His mother, entering the room at that moment, overheard this last remark and read him a fond but reproving lecture on the respect due to the dead. When she perceived that this made very little impression on him she begged him to consider her feelings. Stella, realising that her mother was going to expatiate sadly on the loneliness of widowhood, slipped out of the room, and went upstairs, only to run into her aunt, who had temporarily forgotten her woes in the discovery that owing to the window in Gregory Matthews' bathroom having been left open the new bottle of his medicine had been blown over into the washbasin, and smashed.
“I can't see that it matters,” said Stella crossly. “You couldn't use up somebody else's tonic.”
“No, but the chemist always allows us something on the bottles,” said Miss Matthews severely.

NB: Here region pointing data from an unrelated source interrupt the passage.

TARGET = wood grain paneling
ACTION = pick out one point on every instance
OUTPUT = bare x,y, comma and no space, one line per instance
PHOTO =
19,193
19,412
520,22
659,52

Stella looked with faint repulsion at the assortment of objects in her aunt's clutch, and wondered how one could be expected to feel solemn about death when one's relatives behaved like Aunt Harriet. Miss Matthews had triumphantly collected from her brother's bathroom his sponges and face-flannel (which would all come in useful for cleaning-rags), a cake of soap, two toothbrushes (excellent for scrubbing silver filigree dishes), a half-used tube of toothpaste (which she proposed to use up herself as soon as her own was finished), a bottle of mouth-wash, and a loofah.
“I thought Guy might like the loofah,” said Miss Matthews. “It's a very good one. There's the end of a stick of shaving-soap too.”
“If you take my advice you won't offer it to him,” said Stella. “He's a bit squeamish.”